The two candidates mostly stay on their respective party line on most contemporary issues. Reisch is a proponent of photo voter ID, right-to-work legislation (although coming from a union family she doesn’t consider herself an opponent of labor) and the Second Amendment. Pauley opposes anti-labor reforms as a former 20-year union sheet metal worker, and he believes in fully funding the state’s foundation formula.
Reisch is also endorsed by Missouri Right to Life. Pauley, by NARAL Pro-Choice Missouri and Planned Parenthood.
Each of them also have their own issues they hope to bring to the forefront in the campaign. For Pauley, that issue is Medicaid expansion. Pauley owns his own health insurance agency in Hallsville, and he supports the Affordable Care Act and the benefits he believes Medicaid expansion would provide.
“My contention is that it’s not humanely responsible to not expand it,” he says. “The people that need it the most are the ones that are suffering the most.”
He balks at the notion that it is not a fiscally responsible issue.
“Currently we’re losing about $2 billion dollars of taxpayer money, going out of our pocket to the IRS in Washington D.C., and they distribute it to other states because our state legislature refuses to expand Medicaid,” he says.
However, Reisch believes Medicaid expansion would prove too dangerous since it is tied to the ACA, something she calls a “fatally flawed” system given the $20 trillion national debt.
She instead wants to promote private sector job growth and business expansion, and she believes she has a strong enough record to accomplish it. Reisch served as a member of Columbia Regional Economic Development, Inc. to expand and grow jobs and attract companies to Boone County.
“I have seen companies slip through our fingers and go to other states,” she says. “So I want to see what I can do to bring companies to Missouri or expand existing companies.”

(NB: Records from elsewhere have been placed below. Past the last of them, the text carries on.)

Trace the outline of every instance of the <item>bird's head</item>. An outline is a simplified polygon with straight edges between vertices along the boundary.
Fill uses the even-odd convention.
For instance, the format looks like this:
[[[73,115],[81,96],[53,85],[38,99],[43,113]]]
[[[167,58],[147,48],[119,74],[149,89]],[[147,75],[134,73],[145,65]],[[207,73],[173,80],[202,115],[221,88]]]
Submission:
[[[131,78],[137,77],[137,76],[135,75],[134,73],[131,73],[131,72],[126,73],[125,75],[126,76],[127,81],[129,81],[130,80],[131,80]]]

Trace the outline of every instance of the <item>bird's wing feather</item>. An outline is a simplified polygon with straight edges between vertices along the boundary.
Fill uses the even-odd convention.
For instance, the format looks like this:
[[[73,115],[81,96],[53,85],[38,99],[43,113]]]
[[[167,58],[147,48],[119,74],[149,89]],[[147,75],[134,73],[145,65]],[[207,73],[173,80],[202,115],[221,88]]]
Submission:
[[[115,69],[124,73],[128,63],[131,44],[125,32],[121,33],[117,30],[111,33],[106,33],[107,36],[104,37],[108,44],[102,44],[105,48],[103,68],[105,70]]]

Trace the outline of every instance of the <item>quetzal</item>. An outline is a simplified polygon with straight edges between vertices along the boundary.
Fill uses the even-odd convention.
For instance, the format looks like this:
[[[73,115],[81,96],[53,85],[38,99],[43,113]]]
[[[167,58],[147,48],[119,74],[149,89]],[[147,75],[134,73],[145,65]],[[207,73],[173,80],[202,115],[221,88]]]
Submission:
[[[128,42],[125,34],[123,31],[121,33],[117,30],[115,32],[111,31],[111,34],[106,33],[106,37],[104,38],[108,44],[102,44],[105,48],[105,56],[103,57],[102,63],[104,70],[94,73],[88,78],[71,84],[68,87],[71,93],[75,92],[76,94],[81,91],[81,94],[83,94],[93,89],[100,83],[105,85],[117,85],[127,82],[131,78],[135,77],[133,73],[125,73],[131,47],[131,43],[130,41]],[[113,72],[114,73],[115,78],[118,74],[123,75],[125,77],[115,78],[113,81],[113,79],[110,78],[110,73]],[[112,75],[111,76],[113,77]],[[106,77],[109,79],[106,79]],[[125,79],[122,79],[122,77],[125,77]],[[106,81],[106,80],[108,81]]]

The two also have long histories of service in Hallsville
Pauley is the former *president of the Hallsville Chamber of Commerce, a Democratic Central Committeeman for the city’s first ward, and he even directed the choir at Hallsville United Methodist Church. He has lived in city for the last 12 years, but he graduated from Columbia’s Hickman High School in 1969. Pauley also went back to college relatively recently and got his degree in political science at the UNiversity of Missouri in 2008.
Reisch has over 30 years of government experience as a city clerk, court administrator and Mayor in Hallsville, and she is a sixth-generation Boone County resident. She also has two four-year certifications* from the University of Missouri and her family was one of the founding families of the state’s flagship institution in 1839.
Pauley has slightly outraised Reisch in the race thus far $15,295 to $11,016. However, Reisch has more on hand with $2,182 to $1,981.
Both are also confident that they will emerge victorious. Reisch points to Pauley’s two-to-one margin of defeat to Rowden in 2014, but given that Pauley is no longer running against an incumbent and it’s a presidential election year, the result is considered a toss up by The Missouri Times’ own House Tip Sheet.
UPDATE – Friday, Sept. 9, 7:28 p.m.: A few clarifications made at asterisked points.